Dat is geen kwestie van buiten het huis gaan wonen. Dit verlaten gaat wel wat dieper. De vraag is: wat neem je mee. Het heeft te maken met een hele gedachtewereld; een manier van dingen bekijken. Soms is er sprake van een generatiekloof. Het ouderlijk huis kan ook een rem zijn op de ontwikkeling van het kind. Een zoon wordt vaak geremd door de beuzelachtigheden van de vader.In een gedicht klaagt een jongen over dit benauwde milieu en hij zegt dan, dat hij zo graag wil zijn: ‘een ridder, een ruiter, een wereldverschrikker’. In zijn fantasie komen dus positieve en negatieve impulsen naar boven. In de woorden van dit gedicht worden de vadercomplexen in een context geplaatst. De problemen, die de zoon heeft met de vader, kunnen een grond zijn voor die ‘wereldverschrikkingen’.

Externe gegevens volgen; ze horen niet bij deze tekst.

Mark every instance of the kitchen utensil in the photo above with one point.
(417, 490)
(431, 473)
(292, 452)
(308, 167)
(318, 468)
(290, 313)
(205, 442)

Juist de wijsheid van de vader, die leeft vanuit de Torah, is nodig om werkelijk mondige mensen te worden; vrije mensen. Dat ontworstelen aan die vaderbinding kan wel eens tot die wereldverschrikkingen leiden. Zelfstandig worden, zelfstandig leren denken, dat heeft toch te maken met wat een kind meekrijgt. Hoeveel weerbaarheid, maar ook hoeveel gevoeligheid krijg je mee. Hoe kwetsbaarder je bent, hoe moeilijker het wordt om zelfstandig te worden.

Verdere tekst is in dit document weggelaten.